Our results may have clinical implications because they suggest that osteoporosis is underdiagnosed not only because an insufficient number of individuals are screened but also because DXA misses identifying many of those who are at high risk of fracture because of low femoral strength. Given the high prevalence of women with low femoral strength at advanced age, the paradigm of treating only those identified by DXA as being at high risk may be inherently flawed because it is more reactive than preventative. It may be that the optimal time to treat women should be sooner rather than later so as to prevent femoral strength from reaching such low levels in so many women. Since the rate of strength loss is relatively uniform with age once it starts, such early treatment might occur in the late 40s, 50s, or early 60s and potentially be equally effective for a given time course of treatment.
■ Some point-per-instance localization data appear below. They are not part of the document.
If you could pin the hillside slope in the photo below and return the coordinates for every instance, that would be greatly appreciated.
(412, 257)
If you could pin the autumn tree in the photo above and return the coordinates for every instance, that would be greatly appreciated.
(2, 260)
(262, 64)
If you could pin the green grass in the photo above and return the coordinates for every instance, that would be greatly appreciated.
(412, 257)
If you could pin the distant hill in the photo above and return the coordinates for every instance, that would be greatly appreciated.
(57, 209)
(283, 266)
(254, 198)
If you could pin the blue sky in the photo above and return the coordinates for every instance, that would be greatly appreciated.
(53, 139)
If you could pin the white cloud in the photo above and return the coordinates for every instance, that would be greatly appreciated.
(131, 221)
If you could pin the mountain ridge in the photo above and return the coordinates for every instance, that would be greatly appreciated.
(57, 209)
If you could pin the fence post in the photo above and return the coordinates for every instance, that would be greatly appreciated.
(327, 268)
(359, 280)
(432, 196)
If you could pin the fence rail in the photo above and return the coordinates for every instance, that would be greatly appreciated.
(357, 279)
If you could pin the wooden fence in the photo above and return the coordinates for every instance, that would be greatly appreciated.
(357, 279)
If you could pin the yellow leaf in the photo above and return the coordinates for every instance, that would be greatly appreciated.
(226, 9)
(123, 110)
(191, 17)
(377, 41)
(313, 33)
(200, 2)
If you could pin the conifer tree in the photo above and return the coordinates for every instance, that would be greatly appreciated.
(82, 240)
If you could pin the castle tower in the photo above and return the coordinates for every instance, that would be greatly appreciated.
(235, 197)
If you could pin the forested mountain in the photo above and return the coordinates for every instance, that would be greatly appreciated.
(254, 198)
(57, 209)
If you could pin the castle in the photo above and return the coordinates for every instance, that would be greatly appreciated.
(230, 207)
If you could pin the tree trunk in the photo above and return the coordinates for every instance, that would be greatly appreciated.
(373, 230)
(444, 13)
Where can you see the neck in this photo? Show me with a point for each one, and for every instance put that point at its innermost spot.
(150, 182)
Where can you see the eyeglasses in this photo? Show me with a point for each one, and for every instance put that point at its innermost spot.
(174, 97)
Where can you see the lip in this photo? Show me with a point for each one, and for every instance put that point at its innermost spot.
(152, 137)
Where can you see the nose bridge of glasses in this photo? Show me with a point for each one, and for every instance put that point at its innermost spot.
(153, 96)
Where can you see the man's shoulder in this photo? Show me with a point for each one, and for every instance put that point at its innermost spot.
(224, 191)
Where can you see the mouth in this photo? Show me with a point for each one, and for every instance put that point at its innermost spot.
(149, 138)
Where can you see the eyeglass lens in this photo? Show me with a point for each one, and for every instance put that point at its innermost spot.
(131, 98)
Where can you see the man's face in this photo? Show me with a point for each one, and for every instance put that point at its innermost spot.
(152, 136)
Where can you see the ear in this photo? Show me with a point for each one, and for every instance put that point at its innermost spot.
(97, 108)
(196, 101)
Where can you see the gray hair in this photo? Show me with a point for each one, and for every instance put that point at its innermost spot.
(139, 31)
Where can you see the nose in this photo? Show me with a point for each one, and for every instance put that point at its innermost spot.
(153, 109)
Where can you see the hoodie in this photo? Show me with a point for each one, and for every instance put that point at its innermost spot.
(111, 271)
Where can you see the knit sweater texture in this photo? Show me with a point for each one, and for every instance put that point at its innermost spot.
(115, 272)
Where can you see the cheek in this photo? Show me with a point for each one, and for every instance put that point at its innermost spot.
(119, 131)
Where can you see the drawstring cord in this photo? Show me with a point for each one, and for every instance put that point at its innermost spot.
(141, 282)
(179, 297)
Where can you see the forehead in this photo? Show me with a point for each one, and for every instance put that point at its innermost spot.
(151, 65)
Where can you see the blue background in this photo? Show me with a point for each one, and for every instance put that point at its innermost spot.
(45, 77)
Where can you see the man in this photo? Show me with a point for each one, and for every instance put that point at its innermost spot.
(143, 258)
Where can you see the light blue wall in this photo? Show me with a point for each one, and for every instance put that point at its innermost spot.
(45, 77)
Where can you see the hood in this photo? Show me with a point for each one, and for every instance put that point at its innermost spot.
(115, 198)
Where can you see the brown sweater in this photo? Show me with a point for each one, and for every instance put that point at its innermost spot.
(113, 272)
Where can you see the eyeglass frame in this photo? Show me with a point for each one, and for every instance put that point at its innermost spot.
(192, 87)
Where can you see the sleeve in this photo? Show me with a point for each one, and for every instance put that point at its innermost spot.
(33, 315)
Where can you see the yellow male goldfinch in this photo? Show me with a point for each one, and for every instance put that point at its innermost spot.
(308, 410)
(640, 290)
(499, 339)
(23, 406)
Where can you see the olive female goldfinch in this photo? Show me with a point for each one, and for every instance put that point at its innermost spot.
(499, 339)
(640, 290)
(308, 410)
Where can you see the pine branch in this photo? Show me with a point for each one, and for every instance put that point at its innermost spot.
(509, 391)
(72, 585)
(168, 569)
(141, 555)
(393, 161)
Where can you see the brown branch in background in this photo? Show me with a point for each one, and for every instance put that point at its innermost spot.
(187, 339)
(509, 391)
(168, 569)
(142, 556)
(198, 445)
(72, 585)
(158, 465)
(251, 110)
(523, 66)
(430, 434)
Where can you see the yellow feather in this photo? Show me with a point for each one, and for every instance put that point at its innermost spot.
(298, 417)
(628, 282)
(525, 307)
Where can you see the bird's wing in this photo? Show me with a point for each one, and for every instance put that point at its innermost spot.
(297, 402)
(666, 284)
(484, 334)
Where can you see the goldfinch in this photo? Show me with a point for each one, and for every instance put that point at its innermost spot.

Delaying the onset of bone loss in women should have even greater clinical impact because our calculations indicate that this early onset is the primary reason why women have such low bone strength compared with men at advanced age. While justifying any such strategies would require further study, the data presented here suggest that clinically relevant levels of low femoral strength are much more common in the general population than indicated by the prevalence of osteoporosis as currently defined by assessment of aBMD at the femoral neck.